Steward contends that he is similarly situated to the petitioner in Carr and should be resentenced under Miller as the Missouri Supreme Court directed in Carr's circumstances. Steward contends his Fourteenth Amendment right to equal protection is violated by being denied the relief that Carr obtained, The Equal Protection Clause “directs that all persons similarly circumstanced shall be treated alike. But so too, the Constitution does not require things which are different in fact or opinion to be treated in law as though they were the same.” Plyer v. Doe, 457 U.S. 202, 216 (1982) (internal quotation marks and citations omitted). Steward is not entitled to relief under the Equal Protection Clause because he and Carr are not similarly situated. Steward was sentenced to life without the possibility of parole. Carr was sentenced to life but was eligible for parole after 50 years. This difference is critical because § 558.047 applies to juvenile offenders who were sentenced before August 28, 2016, “to a term of imprisonment for life without eligibility for parole [.]” Mo. Rev. Stat. § 558.047.1(1) (emphasis added). Because Carr had a sentence with parole eligibility, § 558.047 did not apply to him.

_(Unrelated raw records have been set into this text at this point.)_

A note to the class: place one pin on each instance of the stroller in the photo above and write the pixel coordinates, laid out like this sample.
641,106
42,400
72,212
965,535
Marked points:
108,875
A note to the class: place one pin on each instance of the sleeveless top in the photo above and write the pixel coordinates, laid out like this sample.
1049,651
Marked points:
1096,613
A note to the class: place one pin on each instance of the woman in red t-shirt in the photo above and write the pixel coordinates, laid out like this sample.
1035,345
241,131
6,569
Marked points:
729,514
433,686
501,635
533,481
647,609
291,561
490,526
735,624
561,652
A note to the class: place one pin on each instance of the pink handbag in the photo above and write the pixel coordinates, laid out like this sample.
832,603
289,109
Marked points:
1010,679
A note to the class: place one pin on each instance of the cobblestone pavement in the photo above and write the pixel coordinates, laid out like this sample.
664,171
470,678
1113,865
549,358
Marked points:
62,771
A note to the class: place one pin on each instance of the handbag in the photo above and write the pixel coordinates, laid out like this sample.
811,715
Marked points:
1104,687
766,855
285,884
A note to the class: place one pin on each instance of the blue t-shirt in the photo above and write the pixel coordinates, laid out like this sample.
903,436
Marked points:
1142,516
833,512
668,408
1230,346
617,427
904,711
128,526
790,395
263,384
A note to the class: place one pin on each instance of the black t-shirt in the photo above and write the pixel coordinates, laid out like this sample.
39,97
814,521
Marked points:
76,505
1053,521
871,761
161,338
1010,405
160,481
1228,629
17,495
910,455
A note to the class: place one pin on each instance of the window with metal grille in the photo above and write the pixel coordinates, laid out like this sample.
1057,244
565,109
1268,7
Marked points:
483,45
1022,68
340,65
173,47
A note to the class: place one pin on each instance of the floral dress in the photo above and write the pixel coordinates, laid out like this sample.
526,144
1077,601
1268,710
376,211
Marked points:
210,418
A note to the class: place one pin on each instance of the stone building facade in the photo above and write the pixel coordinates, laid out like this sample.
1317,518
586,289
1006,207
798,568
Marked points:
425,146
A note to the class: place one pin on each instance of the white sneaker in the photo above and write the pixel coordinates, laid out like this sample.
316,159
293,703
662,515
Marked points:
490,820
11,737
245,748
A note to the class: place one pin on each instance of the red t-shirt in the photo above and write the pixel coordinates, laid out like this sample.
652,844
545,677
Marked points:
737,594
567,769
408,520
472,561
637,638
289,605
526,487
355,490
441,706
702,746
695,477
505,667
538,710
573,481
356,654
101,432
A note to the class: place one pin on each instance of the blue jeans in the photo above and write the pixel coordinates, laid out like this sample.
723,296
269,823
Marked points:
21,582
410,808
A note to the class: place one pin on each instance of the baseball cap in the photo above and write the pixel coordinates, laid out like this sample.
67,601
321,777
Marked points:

In Saddler v. Pash, No. 4:16-CV-00363-AGF, 2018 WL 999979 (E.D. Mo. Feb. 21, 2018), this Court held that parole eligibility under § 558.047 remedied Miller violations for those juveniles sentenced to life imprisonment without possibility of parole and, further, that § 558.047 “takes into account many of the youth-related concerns identified in Miller, such as the offender's age and maturity, family environment, circumstances of the offense, and prospects for rehabilitation.” Id. at *3; see also Mo. Rev. Stat. § 558.047.5. Unlike Steward here, Carr did not have the benefit of § 558.047 or its youth-related considerations because his parole-eligible sentence was outside its reach. Accordingly, there was no remedy for Carr's unconstitutional sentence other than resentencing. Given that § 558.047 gives Steward a remedy and takes the youth-related Miller factors into consideration, Steward is not similarly circumstanced to Carr and his equal protection claim based on Carr fails.
To the extent Steward again argues that the stacking of his 25-year wait periods for parole eligibility renders his sentence similarly unconstitutional because, as in Carr, he must wait 50 years before being considered for parole, this claim fails for the reasons set out above on Ground 2(V).
Certificate of Appealability
Steward has failed to make a substantial showing that he was denied a Federal constitutional right. Cox v. Norris, 133 F.3d 565, 569 (8th Cir. 1997) (for substantial showing, issues must be debatable among reasonable jurists, reasonably subject to a different outcome on appeal, or otherwise deserving of further proceedings). I will therefore not issue a Certificate of Appealability on any of his claims.
Accordingly, IT IS HEREBY ORDERED that Bill Stange is substituted for Jason Lewis as proper party respondent.
IT IS FURTHER ORDERED that Missouri Attorney General Eric Schmitt is added as a proper party respondent.
IT IS FURTHER ORDERED that Donald Steward's petition for writ of habeas corpus under 28 U.S.C. § 2254 [1] is denied.
IT IS FURTHER ORDERED that a Certificate of Appealability will not issue in this action because petitioner Steward has not made a substantial showing of a denial of a constitutional right.
An appropriate Judgment is entered herewith.